Posts Tagged ‘Xamarin Forms’

I ran into this issue this week. I would define the Source as a URL and then, nothing…

It turns out, with FFImageLoading, an indispensable Xamarin.Forms plugin available via NuGet, you must also set the ErrorPlaceholder property if loading your image from a URL. That did the trick – images started loading perfectly!

I’ve reported what I think is a bug. I haven’t yet looked at their code.

Here’s an example of how I fixed it:

Working Code:

<ff:CachedImage 
    Source="{Binding ModelImageUrl}"
    ErrorPlaceholder="icon_errorloadingimage"
    DownsampleToViewSize="True"
    RetryCount="3"
    RetryDelay="1000"
    WidthRequest="320"
    HeightRequest="240"
    Aspect="AspectFit"
    HorizontalOptions="Center" 
    VerticalOptions="Center" />

Non-Working Code, note the missing ErrorPlaceholder property:

<ff:CachedImage 
    Source="{Binding ModelImageUrl}"
    DownsampleToViewSize="True"
    RetryCount="3"
    RetryDelay="1000"
    WidthRequest="320"
    HeightRequest="240"
    Aspect="AspectFit"
    HorizontalOptions="Center" 
    VerticalOptions="Center" />

I hope that helps others with the same issue. Enjoy!

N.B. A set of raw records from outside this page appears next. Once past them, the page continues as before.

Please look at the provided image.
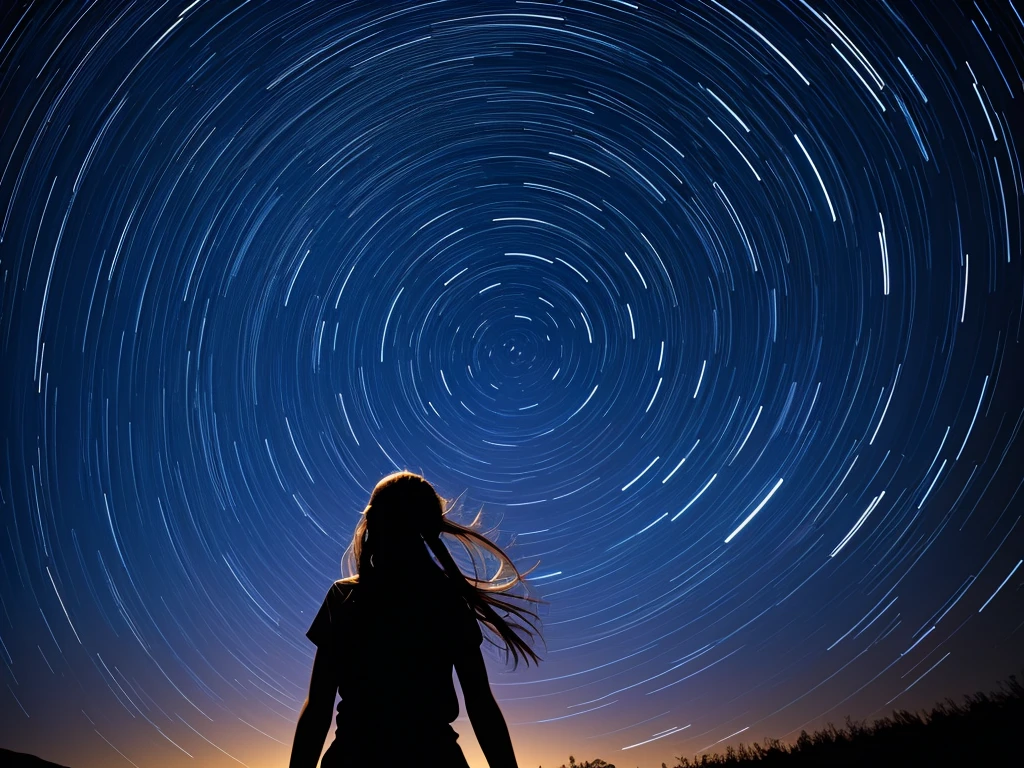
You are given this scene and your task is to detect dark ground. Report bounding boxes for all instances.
[0,748,70,768]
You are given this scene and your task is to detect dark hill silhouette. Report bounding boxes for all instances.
[0,748,70,768]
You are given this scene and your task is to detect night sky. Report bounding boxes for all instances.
[1,1,1023,767]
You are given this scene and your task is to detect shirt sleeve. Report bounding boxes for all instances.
[306,583,345,648]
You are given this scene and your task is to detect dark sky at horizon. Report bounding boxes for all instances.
[1,1,1022,767]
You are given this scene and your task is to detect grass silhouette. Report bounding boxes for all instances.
[545,674,1022,768]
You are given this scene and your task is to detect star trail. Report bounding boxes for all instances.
[1,2,1022,767]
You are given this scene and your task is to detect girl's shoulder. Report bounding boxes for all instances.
[327,577,359,604]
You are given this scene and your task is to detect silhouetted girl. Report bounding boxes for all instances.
[289,471,542,768]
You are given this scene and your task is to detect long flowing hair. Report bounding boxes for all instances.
[341,471,544,668]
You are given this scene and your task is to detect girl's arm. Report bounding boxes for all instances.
[455,648,519,768]
[289,647,338,768]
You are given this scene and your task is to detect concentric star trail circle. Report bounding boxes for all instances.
[0,2,1021,767]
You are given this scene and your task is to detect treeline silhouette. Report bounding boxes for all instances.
[548,674,1022,768]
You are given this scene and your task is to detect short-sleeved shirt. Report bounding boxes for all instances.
[306,567,483,731]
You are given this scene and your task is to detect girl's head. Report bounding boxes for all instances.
[367,470,443,540]
[343,470,543,667]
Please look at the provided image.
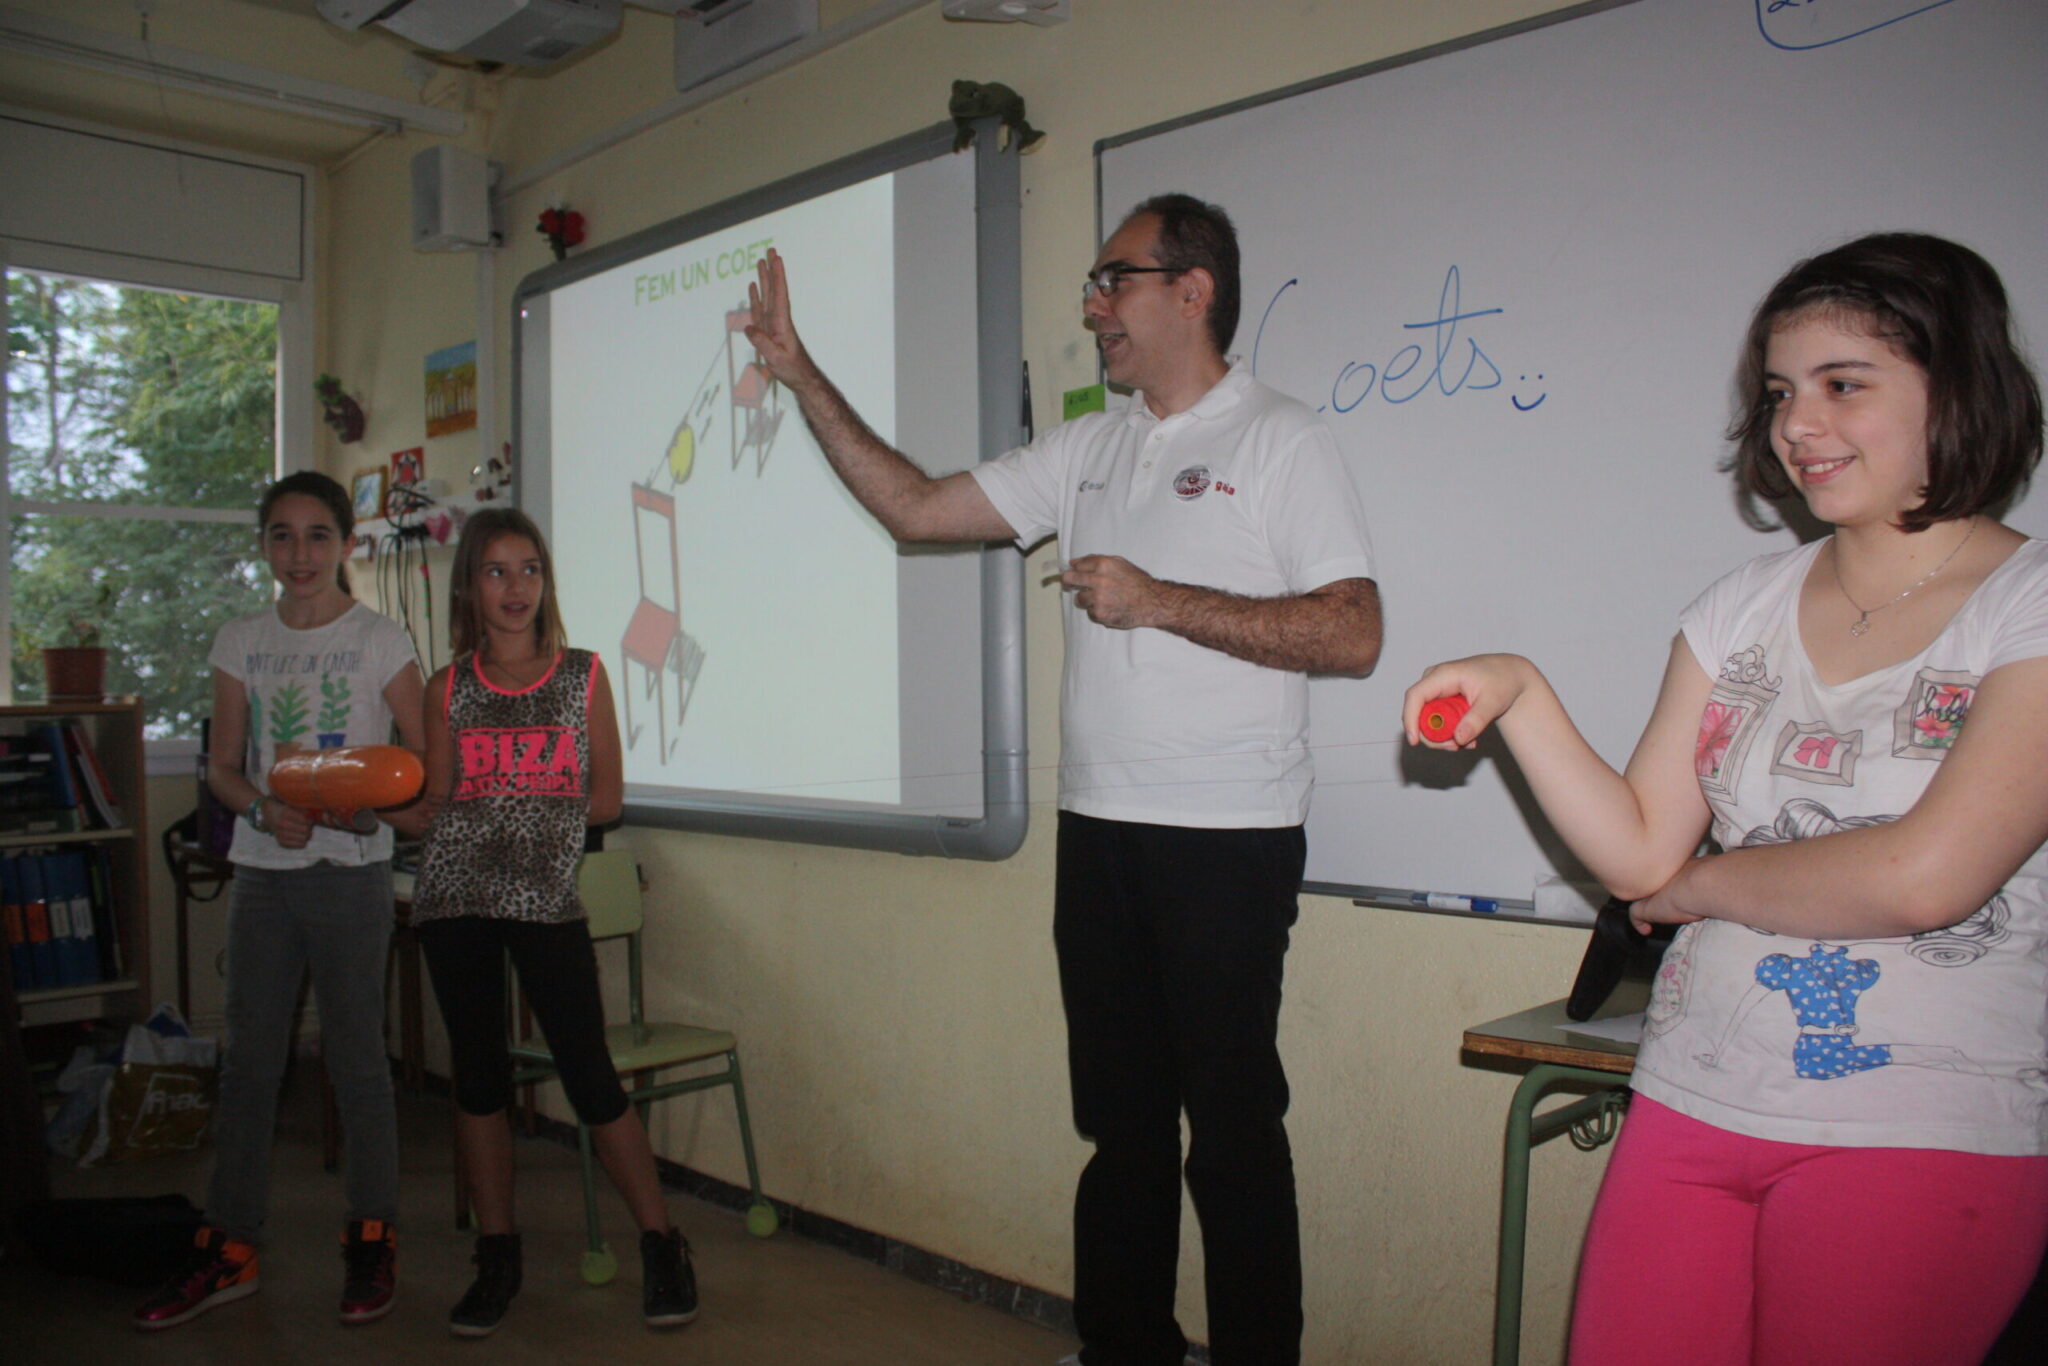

I had the need today to display strikethrough text in a Xamarin Forms app. The built-in label control didn’t support such formatting. So, leaning on Unicode’s strikethrough character set, I wrote a function to convert any string to a strikethrough string. To be fair, this works great for the normal character set, so I feel it’s good for most things. Please let me know if your mileage varies.

Business case: I needed to show a “Was some dollar amount” value. Like “Was $BLAH, and Now BLAH!”

In my class, I simply called into my strikethrough converter, as follows:

The property:

public string StrikeThroughValueText => StrikeThroughValue.HasValue ? $"{ConvertToStrikethrough(StrikeThroughValue.Value.ToString("C"))}" : "???";

The function:

private string ConvertToStrikethrough(string stringToChange)
{
    var newString = "";
    foreach (var character in stringToChange)
    {
        newString += $"{character}\u0336";
    }
 
    return newString;
}

Enjoy! I hope this helps you 🙂

Link: More about why this works: Combining Long Stroke Overlay.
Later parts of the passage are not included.